Die uitspraak kan volgens Roel Pieterman voor problemen gaan zorgen bij de beoordeling van mogelijk plagiaat gepleegd door EUR-studenten, zo zei hij vorige week tegen EM. Volgens Pieterman introduceren de leden van de commissie, de hoogleraren Ton Hol en Marc Loth, een ‘subjectief element’ in de definitie van plagiaat, waardoor het heel moeilijk zou kunnen gaan worden voor examencommissies aan de EUR – en elders – om plagiaat nog als fraude aan te merken. Hij roept daarom examencommissies van de EUR én het College van Bestuur (CvB) op om zich van de uitspraak van de commissie te distantiëren. Is zo’n actie nodig?

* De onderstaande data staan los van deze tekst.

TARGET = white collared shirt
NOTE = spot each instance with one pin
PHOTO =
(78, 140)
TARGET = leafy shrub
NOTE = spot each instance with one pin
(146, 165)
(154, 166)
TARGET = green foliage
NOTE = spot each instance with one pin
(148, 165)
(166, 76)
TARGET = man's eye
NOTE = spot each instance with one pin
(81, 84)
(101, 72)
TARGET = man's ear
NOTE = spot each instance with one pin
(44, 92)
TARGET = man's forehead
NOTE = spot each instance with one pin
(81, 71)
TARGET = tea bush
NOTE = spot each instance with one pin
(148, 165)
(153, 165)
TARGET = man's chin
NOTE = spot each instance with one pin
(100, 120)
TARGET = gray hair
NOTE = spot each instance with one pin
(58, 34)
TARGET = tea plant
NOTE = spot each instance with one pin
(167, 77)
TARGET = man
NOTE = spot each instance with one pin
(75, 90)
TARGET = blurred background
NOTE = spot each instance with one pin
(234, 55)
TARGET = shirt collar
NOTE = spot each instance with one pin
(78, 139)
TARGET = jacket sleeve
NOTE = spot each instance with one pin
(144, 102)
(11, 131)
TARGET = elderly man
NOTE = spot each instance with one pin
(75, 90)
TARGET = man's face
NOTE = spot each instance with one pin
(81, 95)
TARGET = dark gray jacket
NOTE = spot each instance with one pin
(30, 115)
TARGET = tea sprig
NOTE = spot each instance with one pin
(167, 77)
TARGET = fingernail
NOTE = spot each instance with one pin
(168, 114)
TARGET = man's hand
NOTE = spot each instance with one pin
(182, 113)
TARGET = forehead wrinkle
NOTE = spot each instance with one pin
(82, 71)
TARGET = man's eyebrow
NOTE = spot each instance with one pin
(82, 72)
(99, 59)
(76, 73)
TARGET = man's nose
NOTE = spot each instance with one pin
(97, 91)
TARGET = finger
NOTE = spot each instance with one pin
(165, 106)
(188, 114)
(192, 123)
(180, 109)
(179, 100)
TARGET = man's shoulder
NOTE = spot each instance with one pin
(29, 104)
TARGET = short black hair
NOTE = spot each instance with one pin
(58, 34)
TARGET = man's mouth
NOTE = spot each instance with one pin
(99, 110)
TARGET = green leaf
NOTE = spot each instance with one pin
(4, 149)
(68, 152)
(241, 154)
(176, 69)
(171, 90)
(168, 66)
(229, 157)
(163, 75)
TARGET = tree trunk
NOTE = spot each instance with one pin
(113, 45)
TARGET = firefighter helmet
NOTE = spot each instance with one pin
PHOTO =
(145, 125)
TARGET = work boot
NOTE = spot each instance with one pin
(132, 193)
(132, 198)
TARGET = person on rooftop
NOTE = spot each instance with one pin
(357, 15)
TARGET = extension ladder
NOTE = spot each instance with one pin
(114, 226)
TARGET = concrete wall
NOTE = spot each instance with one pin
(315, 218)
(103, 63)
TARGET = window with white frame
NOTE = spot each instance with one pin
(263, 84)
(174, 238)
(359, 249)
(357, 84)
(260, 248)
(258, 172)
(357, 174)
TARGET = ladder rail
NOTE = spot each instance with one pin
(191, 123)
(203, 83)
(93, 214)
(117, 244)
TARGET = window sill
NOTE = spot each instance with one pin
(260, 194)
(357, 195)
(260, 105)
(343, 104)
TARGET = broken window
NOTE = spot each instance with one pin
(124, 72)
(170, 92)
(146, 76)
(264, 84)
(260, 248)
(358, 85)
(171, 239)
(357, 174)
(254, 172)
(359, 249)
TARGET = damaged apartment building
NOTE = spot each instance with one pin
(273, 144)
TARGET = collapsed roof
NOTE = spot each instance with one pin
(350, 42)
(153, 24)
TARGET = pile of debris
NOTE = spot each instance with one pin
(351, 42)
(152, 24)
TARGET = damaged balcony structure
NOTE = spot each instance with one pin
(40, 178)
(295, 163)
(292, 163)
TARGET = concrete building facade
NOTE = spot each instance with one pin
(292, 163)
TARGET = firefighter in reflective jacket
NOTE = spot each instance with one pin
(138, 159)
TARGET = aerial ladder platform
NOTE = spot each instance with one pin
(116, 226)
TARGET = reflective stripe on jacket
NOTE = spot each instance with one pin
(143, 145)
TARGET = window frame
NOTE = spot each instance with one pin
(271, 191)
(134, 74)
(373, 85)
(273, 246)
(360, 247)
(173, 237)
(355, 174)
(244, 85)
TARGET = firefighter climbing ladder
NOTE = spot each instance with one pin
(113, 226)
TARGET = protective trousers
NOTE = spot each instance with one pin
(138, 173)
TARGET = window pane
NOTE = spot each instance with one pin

Pronken met andermans veren
Steen des aanstoots vormt de overweging van de commissie dat Van den Boom in haar proefschrift weliswaar een aantal passages uit wetenschappelijke literatuur zonder bronvermelding of aanhalingstekens heeft overgenomen, maar dat voor plagiaat sprake moet zijn van ‘de overname van teksten of parafrasen daarvan waarin als nieuw of eigen gepresenteerde wetenschappelijke inzichten en ideeën zijn neergelegd, zonder dat daarbij op herkenbare wijze wordt verwezen naar de oorspronkelijke bron waarin deze teksten zijn terug te vinden’. “Simpel gezegd: van plagiaat is sprake als men pronkt met andermans veren.” Overschrijven zonder bronvermelding of aanhalingstekens acht de commissie weliswaar een ‘niet te rechtvaardigen’ tekortkoming – een wetenschappelijke fout – maar zolang men zich niet andermans inhoudelijke ideeën toe-eigent als ware het eigen werk, kwalificeren zulke tekortkomingen niet als plagiaat.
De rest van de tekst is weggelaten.